Ce n’était pas tout à fait mes débuts, car quand je n’étais pas en vacances au bord de la mer, le reste du temps, j’étais à l’école. Cette même année, que je situe par rapport à la classe dans laquelle j’étais, je jouissais parfois d’un joli spectacle. Quand c’était l’heure de la récréation, deux fois par matin, nous allions dans la cour autour de l’école. Quand la cloche annonçant le fin de la récré, il fallait retourner en classe, ces dernières se trouvant au premier étage. Il y avait dans les classes supérieures une fille qui devait avoir 3 ou 4 ans de plus que moi, le genre belle plante qui ne pousse pas dans un pot. Bien sûr, j’avais remarqué que quelques fois, elle portait des bas. Aucun doute n’était permis, nous étions en 1963. Pour monter au premier, il y avait des escaliers qui faisaient demi-tour à mi-hauteur. Alors je m’arrangeais pour être en dessous avec le meilleur point de vue possible. Avec un peu de chance, j’apercevais une lisière de bas et une amorce de jarretelle, j’étais aux anges. Quel coquin ce Boss, si jeune et déjà passionné.

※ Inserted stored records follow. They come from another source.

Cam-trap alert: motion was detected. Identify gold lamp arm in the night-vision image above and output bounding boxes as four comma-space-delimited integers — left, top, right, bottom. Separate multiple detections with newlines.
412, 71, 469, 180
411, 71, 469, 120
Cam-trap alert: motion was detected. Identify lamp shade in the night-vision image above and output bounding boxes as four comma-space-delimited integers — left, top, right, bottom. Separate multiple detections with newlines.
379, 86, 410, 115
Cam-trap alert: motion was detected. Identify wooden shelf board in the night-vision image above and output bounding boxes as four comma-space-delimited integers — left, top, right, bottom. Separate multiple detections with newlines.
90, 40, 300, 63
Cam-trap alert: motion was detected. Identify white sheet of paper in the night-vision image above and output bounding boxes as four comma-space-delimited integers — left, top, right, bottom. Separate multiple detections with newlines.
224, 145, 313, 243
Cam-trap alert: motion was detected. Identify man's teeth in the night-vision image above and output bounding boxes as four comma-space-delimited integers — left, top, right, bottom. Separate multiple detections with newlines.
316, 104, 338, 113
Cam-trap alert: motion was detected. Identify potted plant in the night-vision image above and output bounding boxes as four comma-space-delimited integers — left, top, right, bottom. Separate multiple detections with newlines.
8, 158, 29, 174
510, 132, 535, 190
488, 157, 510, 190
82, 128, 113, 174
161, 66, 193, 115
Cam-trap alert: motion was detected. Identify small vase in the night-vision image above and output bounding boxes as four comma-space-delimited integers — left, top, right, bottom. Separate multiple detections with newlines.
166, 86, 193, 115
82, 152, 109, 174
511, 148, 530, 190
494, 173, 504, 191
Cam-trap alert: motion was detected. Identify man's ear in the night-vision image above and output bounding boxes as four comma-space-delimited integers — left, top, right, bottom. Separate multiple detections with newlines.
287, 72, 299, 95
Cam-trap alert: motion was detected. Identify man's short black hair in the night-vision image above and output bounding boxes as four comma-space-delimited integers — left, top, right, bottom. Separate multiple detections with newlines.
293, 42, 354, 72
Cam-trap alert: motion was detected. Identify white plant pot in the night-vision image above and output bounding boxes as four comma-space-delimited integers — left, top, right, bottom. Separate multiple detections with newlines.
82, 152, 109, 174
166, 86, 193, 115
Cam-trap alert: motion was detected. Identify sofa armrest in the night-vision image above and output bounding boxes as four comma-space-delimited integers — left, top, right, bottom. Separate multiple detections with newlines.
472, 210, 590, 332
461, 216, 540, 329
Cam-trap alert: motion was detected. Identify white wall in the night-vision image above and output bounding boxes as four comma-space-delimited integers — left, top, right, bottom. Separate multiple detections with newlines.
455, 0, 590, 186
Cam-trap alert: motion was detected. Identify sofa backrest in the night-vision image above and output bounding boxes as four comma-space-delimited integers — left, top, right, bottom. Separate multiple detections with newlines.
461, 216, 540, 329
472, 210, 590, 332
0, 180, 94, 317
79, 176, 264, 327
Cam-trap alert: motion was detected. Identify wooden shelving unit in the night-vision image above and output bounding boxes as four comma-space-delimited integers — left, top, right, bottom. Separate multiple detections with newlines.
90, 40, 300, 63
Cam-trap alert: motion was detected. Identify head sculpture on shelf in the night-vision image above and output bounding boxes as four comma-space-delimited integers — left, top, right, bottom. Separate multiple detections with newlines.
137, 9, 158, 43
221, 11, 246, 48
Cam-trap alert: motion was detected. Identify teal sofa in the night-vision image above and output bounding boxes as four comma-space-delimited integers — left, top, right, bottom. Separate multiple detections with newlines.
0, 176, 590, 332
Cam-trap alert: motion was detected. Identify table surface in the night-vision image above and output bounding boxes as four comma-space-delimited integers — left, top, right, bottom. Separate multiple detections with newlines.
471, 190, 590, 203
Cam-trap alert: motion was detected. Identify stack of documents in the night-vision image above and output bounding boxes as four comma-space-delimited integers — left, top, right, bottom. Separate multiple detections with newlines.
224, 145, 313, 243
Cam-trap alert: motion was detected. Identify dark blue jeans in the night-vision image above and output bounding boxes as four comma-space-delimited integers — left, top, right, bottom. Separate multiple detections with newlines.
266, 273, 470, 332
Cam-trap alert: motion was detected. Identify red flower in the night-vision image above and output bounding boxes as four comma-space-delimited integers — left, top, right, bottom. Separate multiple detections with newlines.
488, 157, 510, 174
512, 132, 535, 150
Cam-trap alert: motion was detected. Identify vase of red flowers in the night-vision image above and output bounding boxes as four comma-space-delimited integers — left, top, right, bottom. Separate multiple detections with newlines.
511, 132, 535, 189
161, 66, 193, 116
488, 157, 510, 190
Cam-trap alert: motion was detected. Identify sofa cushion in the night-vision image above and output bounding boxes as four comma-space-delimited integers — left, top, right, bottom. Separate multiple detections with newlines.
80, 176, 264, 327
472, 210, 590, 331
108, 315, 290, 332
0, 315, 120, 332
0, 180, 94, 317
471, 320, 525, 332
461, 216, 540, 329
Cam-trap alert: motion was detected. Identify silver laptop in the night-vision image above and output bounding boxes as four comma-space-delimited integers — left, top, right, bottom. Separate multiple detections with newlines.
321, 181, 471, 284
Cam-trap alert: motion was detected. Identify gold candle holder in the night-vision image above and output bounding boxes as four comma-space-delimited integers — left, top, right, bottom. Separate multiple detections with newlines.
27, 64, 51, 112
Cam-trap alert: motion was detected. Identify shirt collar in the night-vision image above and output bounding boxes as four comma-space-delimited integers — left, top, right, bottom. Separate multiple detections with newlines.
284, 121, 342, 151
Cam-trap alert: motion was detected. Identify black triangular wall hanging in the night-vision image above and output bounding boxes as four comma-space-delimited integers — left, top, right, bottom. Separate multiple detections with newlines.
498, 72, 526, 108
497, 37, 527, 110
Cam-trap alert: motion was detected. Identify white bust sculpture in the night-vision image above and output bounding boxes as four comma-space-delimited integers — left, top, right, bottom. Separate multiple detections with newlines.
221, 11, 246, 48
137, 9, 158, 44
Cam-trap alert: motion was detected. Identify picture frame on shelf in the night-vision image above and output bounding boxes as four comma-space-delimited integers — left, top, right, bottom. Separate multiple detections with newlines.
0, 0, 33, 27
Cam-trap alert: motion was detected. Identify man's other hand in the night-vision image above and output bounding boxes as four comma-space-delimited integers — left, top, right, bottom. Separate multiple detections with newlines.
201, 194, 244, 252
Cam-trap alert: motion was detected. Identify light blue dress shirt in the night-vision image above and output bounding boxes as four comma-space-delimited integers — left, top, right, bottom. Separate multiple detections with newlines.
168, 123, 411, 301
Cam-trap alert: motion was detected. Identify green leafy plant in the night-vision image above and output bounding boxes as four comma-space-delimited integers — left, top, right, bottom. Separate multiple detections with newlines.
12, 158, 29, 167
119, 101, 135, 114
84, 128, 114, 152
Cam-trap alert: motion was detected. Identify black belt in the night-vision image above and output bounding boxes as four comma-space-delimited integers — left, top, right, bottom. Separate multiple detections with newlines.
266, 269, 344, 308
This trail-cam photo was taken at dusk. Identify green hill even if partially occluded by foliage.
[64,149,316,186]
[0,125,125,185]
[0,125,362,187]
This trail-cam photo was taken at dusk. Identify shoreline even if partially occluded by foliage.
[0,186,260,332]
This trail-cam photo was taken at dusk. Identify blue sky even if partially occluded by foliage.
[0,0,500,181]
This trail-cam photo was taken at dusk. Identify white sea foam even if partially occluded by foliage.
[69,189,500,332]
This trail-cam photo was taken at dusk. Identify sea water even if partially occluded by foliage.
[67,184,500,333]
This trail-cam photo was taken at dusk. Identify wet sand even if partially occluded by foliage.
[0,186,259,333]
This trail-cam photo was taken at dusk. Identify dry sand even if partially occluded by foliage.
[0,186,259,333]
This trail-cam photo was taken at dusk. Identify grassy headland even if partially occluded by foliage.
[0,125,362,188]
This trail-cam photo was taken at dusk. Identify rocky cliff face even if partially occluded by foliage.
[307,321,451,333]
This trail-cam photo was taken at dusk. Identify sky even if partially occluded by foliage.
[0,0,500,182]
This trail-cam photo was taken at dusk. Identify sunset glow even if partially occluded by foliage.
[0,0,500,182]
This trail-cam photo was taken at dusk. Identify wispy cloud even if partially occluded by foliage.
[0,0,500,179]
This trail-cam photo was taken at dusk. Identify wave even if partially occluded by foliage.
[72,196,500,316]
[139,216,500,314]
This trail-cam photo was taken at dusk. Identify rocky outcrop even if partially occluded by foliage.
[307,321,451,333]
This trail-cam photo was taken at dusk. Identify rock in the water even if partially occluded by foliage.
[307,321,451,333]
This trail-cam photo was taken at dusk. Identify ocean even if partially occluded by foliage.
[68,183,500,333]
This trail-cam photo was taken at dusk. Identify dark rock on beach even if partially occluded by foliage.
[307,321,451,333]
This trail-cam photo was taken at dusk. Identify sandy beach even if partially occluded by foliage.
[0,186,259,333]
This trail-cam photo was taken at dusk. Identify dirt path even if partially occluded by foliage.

De ces fameuses vacances, il me reste quelques souvenirs, ceux que j’ai bien voulu garder. Je serais bien incapable de citer le nom d’un copain d’alors. Il me reste celui de la monitrice et celui d’une fille qui me souhaitait toujours bonne nuit quand c’était l’heure d’aller coucher, nous passions dans le dortoir des filles pour aller dans le nôtre. Elle s’appelait Laure. Je garde un beau souvenir d’elle, un souvenir du plus beau romantique. Une nuit, alors que j’étais allé au petit coin, toujours en traversant le dortoir des filles, je la vis en train de dormir avec le clair de lune qui inondait son visage. C’est con parfois comme les choses vous restent, mais c’est une scène que je n’oublierai jamais. Je l’ai revue une fois, cinq mois après, à la messe de Noël. Le Boss à la messe? Eh oui, mais j’ai des excuses, j’étais jeune et encore plein d’illusions. Je vais être honnête, papa avait promis que nous irions dîner après dans un des meilleurs restaurants de la ville, ma piété ressemblait plutôt à des quenelles de brochet sauce nantua.
Je vais un peu philosopher sur la vie, ces souvenirs remontent à plus de 18 250 jours, un paille quoi. Si ma vie a été souriante dans les grandes lignes, je fais tout pour, je me demande bien que sont devenus tous ces visages que j’ai pour la plupart oubliés, des ombres qui ont croisé la mienne. Je peux toujours essayer de lancer un appel pour en retrouver quelques uns. Critères sélectifs: si vous étiez en vacances à Cesenatico en 1963, que vous avez environ 60 ans. Si tu t’appelles Laure, ou si votre femme s’appelle Laure ou Marie-Thérèse et qu’elle réponde aux critères précédents. Nous étions 200, il doit bien y en avoir un qui passera peut-être par ici, alors on échange nos souvenirs?